Submitted to: Journal of Analytical Atomic Spectrometry
Publication Type: Peer Reviewed Journal
Publication Acceptance Date: 1/15/2019
Publication Date: 1/15/2019
Citation: Liu, M., Ding, L., Liu, J., Mao, X., Na, X., Chen, G., Qian, Y. 2019. Determination of arsenic in biological samples by slurry sampling hydride generation atomic fluorescence spectrometry using in-situ dielectric barrier discharge trap. Journal of Analytical Atomic Spectrometry. https://doi.org/10.1039/C8JA00374B.

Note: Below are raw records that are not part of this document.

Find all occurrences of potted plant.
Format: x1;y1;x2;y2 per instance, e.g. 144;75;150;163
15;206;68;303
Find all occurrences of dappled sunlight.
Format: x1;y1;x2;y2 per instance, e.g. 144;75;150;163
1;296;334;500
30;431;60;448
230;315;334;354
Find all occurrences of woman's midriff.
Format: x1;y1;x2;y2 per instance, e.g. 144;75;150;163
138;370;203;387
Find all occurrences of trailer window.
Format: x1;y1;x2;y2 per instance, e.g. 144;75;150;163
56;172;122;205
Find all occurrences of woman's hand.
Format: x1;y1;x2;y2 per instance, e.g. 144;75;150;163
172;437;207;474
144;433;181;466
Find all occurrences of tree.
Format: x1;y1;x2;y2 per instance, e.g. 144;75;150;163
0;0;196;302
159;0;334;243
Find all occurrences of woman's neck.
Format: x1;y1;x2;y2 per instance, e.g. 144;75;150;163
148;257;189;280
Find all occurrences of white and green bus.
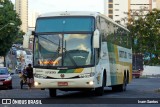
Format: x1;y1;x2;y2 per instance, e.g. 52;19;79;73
33;11;132;97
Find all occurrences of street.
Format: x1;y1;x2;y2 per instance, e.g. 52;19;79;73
0;74;160;107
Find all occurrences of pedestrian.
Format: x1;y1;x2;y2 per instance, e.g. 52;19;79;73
26;64;33;88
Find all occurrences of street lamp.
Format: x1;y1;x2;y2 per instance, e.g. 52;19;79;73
0;23;15;30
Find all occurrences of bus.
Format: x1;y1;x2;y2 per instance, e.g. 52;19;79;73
132;53;144;78
32;11;132;97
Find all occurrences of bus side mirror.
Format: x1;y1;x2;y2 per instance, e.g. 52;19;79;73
32;31;35;35
93;29;99;48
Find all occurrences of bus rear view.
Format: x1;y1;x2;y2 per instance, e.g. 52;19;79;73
33;12;132;97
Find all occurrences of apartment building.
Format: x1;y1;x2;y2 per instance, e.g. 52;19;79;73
104;0;160;24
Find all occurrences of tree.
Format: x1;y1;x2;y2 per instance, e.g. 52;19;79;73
0;0;22;65
123;8;160;65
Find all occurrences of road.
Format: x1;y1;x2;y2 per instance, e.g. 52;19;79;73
0;74;160;107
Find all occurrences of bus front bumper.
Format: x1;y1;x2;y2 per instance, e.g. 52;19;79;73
34;77;95;89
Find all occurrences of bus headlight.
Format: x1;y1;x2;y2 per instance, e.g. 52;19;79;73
79;72;95;78
34;74;47;79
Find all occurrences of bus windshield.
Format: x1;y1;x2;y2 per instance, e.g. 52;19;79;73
34;34;94;67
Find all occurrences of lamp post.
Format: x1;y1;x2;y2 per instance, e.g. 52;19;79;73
0;23;15;31
0;4;3;8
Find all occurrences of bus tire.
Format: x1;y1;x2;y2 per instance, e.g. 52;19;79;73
49;88;57;97
95;76;105;96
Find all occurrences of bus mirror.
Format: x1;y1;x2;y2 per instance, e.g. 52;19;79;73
93;29;99;48
32;31;35;35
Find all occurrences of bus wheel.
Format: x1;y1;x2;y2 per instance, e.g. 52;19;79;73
20;80;23;89
49;88;57;97
95;76;105;96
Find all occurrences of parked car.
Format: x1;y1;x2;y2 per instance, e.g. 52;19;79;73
0;67;12;89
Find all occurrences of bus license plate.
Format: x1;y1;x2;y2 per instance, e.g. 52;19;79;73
0;82;3;85
58;82;68;86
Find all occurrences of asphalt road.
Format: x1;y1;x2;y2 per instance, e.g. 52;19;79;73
0;74;160;107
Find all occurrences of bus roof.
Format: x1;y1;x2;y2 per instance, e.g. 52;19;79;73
38;11;129;32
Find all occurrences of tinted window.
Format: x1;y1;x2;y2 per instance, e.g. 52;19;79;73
36;17;94;32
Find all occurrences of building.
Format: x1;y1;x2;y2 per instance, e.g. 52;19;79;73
28;10;39;29
15;0;28;33
104;0;160;24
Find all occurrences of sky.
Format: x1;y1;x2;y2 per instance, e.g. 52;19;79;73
11;0;104;13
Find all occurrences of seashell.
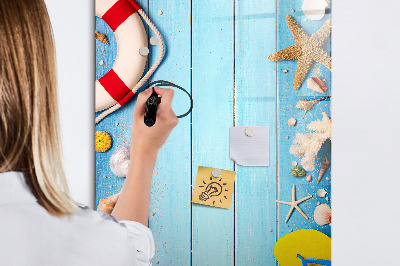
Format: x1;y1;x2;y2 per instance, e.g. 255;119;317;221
110;145;131;177
314;204;332;226
317;157;329;184
307;77;328;94
94;30;110;45
97;194;119;214
288;118;297;127
302;0;329;20
317;188;326;198
295;96;331;114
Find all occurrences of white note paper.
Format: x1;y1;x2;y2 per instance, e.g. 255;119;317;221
229;127;269;166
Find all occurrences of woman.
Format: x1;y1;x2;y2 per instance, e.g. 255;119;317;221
0;0;178;265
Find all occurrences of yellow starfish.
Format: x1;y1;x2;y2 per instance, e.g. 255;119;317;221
268;16;332;89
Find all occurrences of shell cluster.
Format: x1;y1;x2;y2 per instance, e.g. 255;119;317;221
314;204;332;226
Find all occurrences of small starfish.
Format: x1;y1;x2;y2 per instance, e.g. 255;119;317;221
268;15;332;89
276;185;312;223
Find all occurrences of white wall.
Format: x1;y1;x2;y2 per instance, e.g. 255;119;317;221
46;0;95;207
332;0;400;266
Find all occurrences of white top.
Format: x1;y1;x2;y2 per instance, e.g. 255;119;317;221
0;172;154;266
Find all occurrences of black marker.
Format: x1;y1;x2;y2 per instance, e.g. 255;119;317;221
144;88;158;127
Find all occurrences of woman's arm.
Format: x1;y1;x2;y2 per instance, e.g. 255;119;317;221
111;87;178;226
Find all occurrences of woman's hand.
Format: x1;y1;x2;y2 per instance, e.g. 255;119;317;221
111;87;178;223
131;87;178;156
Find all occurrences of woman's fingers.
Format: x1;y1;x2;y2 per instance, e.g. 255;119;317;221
154;87;175;106
133;88;153;117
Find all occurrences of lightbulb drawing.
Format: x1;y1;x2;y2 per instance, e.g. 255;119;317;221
199;182;222;201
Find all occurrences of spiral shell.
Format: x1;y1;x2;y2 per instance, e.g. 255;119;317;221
314;204;332;226
110;145;131;177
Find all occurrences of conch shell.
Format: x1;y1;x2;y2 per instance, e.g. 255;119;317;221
295;96;331;114
94;31;110;45
307;77;328;94
97;194;119;214
317;157;329;184
314;204;332;226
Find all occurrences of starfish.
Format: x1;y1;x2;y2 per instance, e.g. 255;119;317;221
276;185;312;223
268;16;332;89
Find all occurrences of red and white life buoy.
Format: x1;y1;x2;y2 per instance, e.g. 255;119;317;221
95;0;164;123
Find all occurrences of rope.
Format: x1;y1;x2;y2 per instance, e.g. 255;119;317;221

DOI: https://doi.org/10.1039/C8JA00374B

Interpretive Summary: Arsenic is ubiquitous and extreme toxic to human and biosphere in general. In this work, arsenic in biological samples was analyzed by slurry sampling-hydride generation (SLS-HG) coupled to dielectric barrier discharge atomic fluorescence spectrometry (DBD-AFS). Dilute simple slurry was introduced into an SLS-HG unit. By fulfilling pre-concentration and interference elimination, DBD greatly enhanced sensitivity. The detection limits were 8 pg or 14 pg for 2 mL microbiological or hair sample solutions; the linear range was 0.05 - 300 µg/L; and the recoveries were 93-102% for real samples.

Technical Abstract: Abstract: In this work, the slurry sampling hydride generation (SLS-HG) system was first coupled with the in-situ dielectric barrier discharge atomic fluorescence spectrometry (DBD-AFS) for arsenic analysis in biological samples based on the gas phase enrichment (GPE) principle. After a simple slurry dilution with 5% HCl (v/v) for microbiological and hair samples, a prepared slurry was introduced into the SLS-HG unit for arsine generation under 8 g/L KBH4 in 1.5 g/L KOH. Here, the in-situ DBD apparatus, comprising the three-concentric quartz tubes, was employed to pre-concentrate arsenic to enhance the analytical sensitivity of HG-AFS, as well to eliminate the interference due to the dilution effect and matrix separation. Followed by trapping with 11 kV at 110 mL/min of air carrier gas, and 190 s Ar gas sweeping, arsenic was released with 13 kV at 180 mL/min H2 to the AFS for measurement. Under the optimal conditions, 8 pg or 14 pg detection limit (2 mL sampling) for microbiological or hair sample was achieved without extra pre-concentration, respectively. The linearity R2 exceeded 0.996 ranging from 0.05 to 300 µg/L. The spiked recoveries for real paramecium and micro diatom samples were 93% - 102%, and the measurements were in accordance with the certified reference materials (CRMs) value. The proposed SLS-HG-in-situ DBD-AFS method is extremely suitable to ultratrace arsenic determination in biological samples to protect human’s health and environmental safety.